Learning to be a Statistician: Learned Estimator for Number of Distinct Values
Abstract:
Estimating the number of distinct values (NDV) in a column is useful for many tasks in database systems, such as columnstore compression and data profiling. In this work, we focus on how to derive accurate NDV estimations from random (online/offline) samples. Such efficient estimation is critical for tasks where it is prohibitive to scan the data even once. Existing sample-based NDV estimators do not have robust performance across different datasets. One of the most important challenges is that the space of closed-form estimators considered for NDV is restrictive; on the other hand, there are negative results on how sample-based estimators perform in the worst case.
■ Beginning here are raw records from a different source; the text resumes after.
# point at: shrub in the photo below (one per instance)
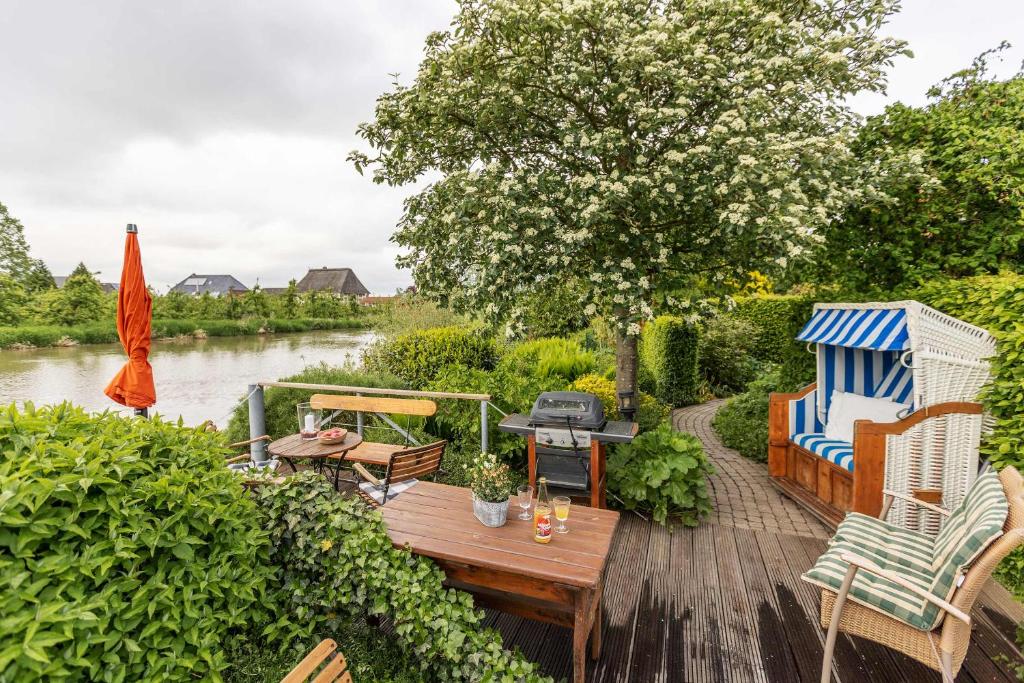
(550, 357)
(280, 403)
(725, 354)
(742, 422)
(128, 551)
(650, 412)
(335, 561)
(418, 356)
(663, 471)
(777, 321)
(669, 351)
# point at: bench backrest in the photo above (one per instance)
(415, 463)
(328, 401)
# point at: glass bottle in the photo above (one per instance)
(542, 513)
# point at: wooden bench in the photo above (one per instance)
(333, 671)
(372, 453)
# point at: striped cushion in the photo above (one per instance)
(838, 453)
(934, 565)
(972, 526)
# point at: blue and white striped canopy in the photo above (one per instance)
(875, 329)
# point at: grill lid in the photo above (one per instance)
(560, 409)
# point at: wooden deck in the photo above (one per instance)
(721, 603)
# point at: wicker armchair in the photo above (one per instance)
(943, 646)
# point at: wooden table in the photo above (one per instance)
(560, 583)
(294, 447)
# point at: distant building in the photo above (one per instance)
(339, 281)
(109, 288)
(215, 285)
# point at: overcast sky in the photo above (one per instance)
(221, 128)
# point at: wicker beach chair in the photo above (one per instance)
(909, 591)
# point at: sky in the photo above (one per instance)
(221, 128)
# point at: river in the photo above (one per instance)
(196, 379)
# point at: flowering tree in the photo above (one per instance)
(639, 143)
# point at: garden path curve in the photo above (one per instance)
(740, 491)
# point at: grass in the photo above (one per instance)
(103, 333)
(373, 656)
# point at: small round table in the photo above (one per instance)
(295, 447)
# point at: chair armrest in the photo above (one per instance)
(916, 501)
(365, 473)
(868, 565)
(900, 426)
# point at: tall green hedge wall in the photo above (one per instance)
(669, 354)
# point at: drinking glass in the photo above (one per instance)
(309, 420)
(525, 500)
(561, 512)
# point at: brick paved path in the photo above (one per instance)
(740, 492)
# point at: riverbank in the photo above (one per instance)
(37, 336)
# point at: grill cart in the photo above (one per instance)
(566, 433)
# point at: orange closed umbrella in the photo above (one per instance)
(132, 386)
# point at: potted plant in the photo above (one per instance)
(493, 484)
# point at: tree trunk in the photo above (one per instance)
(627, 360)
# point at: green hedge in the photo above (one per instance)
(128, 551)
(669, 352)
(107, 333)
(418, 356)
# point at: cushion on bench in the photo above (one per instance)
(836, 452)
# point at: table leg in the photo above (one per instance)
(581, 634)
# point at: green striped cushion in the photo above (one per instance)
(875, 592)
(972, 527)
(932, 565)
(897, 544)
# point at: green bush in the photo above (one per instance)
(665, 472)
(650, 412)
(725, 354)
(777, 321)
(669, 352)
(418, 356)
(742, 422)
(279, 403)
(551, 357)
(127, 551)
(336, 561)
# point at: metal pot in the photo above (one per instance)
(491, 514)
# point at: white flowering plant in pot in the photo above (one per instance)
(640, 146)
(493, 484)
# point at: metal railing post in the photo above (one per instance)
(257, 422)
(358, 420)
(483, 426)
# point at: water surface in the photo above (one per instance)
(198, 380)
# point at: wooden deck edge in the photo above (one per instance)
(822, 512)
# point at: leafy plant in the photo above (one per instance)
(336, 561)
(418, 356)
(663, 471)
(127, 551)
(669, 351)
(725, 354)
(492, 480)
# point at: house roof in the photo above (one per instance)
(339, 281)
(196, 284)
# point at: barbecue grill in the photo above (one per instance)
(566, 432)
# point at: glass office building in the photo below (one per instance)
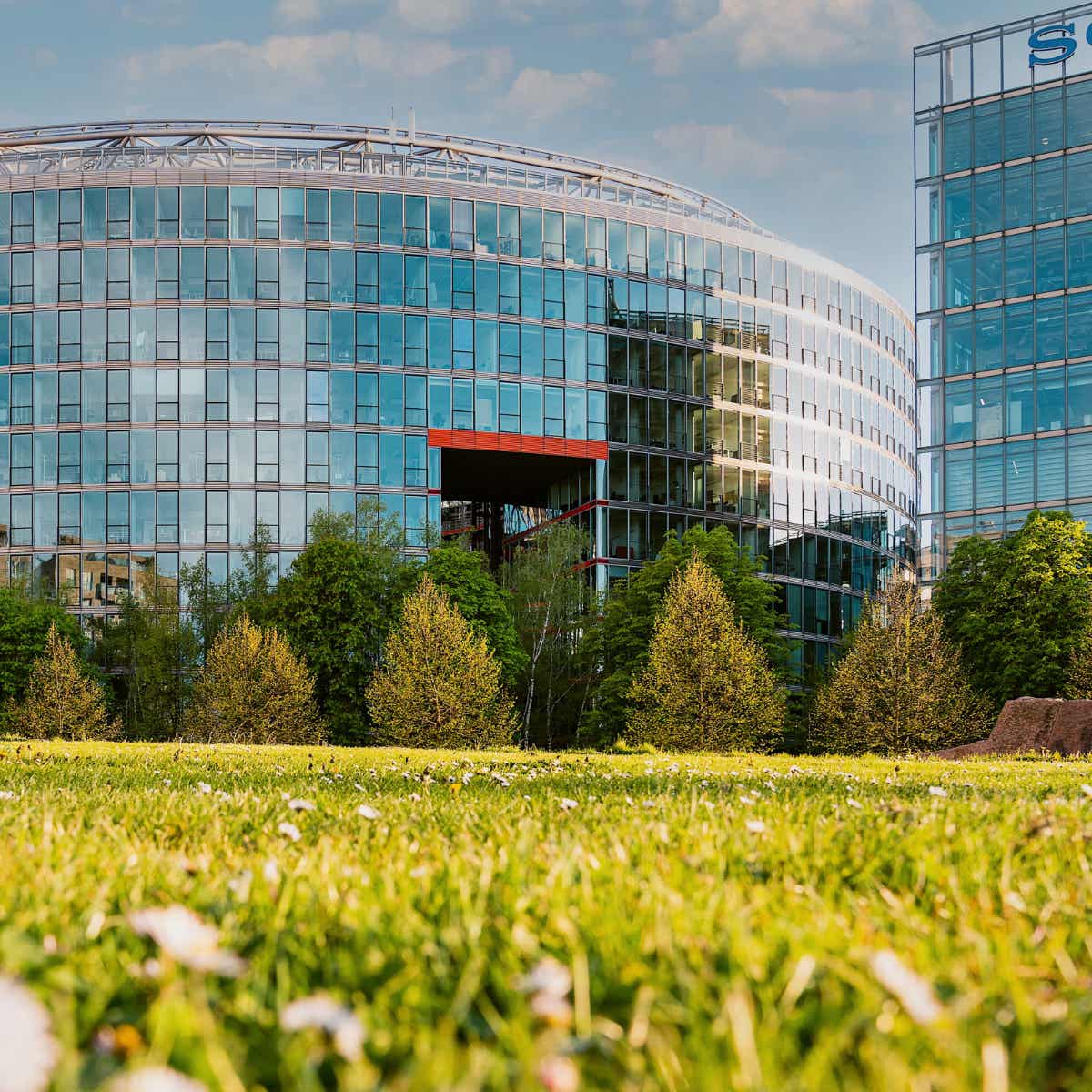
(1004, 234)
(205, 326)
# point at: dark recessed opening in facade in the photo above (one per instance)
(505, 478)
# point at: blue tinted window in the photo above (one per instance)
(987, 202)
(987, 134)
(956, 141)
(1018, 126)
(1049, 329)
(1051, 260)
(1019, 267)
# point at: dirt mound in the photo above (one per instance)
(1036, 724)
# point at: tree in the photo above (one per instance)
(632, 606)
(61, 702)
(336, 606)
(1079, 676)
(440, 685)
(464, 574)
(900, 686)
(1019, 609)
(254, 689)
(25, 626)
(551, 600)
(707, 685)
(152, 655)
(211, 604)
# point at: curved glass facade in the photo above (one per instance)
(190, 344)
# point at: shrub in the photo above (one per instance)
(61, 700)
(25, 626)
(254, 689)
(440, 685)
(707, 685)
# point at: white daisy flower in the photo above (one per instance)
(154, 1079)
(547, 976)
(557, 1074)
(28, 1053)
(322, 1013)
(187, 939)
(912, 992)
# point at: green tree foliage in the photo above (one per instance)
(464, 574)
(151, 654)
(254, 689)
(25, 626)
(901, 685)
(707, 685)
(1079, 675)
(632, 606)
(1019, 609)
(336, 606)
(210, 604)
(61, 700)
(440, 685)
(551, 601)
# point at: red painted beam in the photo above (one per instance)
(517, 443)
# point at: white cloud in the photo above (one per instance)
(865, 106)
(298, 11)
(797, 32)
(308, 58)
(434, 16)
(538, 94)
(430, 16)
(723, 148)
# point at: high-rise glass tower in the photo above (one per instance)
(1004, 233)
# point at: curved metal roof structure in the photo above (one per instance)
(142, 145)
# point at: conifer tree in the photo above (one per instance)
(901, 686)
(61, 700)
(440, 685)
(707, 685)
(254, 689)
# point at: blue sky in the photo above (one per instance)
(796, 112)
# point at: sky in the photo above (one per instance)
(798, 113)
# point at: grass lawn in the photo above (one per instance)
(511, 921)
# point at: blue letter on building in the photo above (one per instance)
(1057, 38)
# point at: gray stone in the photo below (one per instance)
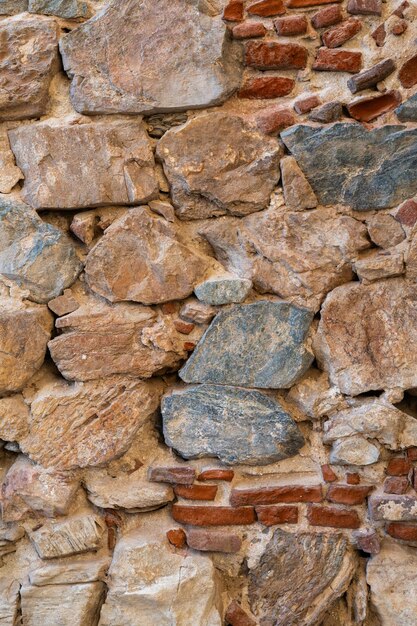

We propose to formulate the NDV estimation task as a supervised learning problem, and aim to learn a (deep) model as the estimator. To this end, we need to answer several questions: i) what the features should be; ii) where we can obtain the training data; iii) how to make the model aware of negative results on estimation accuracy in theory. We introduce how to learn such a workload-agnostic estimator, which is trained on synthetic datasets, however, a bit surprisingly, works well on real-world datasets. Thus, the model/estimator can be trained outside the database, and then deployed into database systems simply as, e.g., user-define functions (UDFs), to offer efficient (within microseconds) and accurate NDV estimations for unknown tables and workloads. We believe our approach can be also generalized for estimating other metrics.
Short Bio:

Dr. Bolin Ding is a research scientist in the Data Analytics and Intelligence Lab at Alibaba Group. He completed his Ph.D. in Computer Science at University of Illinois at Urbana-Champaign, M.Phil. in Systems Engineering and Engineering Management at The Chinese University of Hong Kong, and B.S. in Math and Applied Mathematics at Renmin University of China. Prior to joining Alibaba, he worked as a researcher in Microsoft Research. His research focuses on the management and analytics of large-scale data. More recently, he works on topics related to SysML (System + ML) and EconML (Economics + ML) with interdisciplinary challenges arising from data platforms and eCommerce platforms.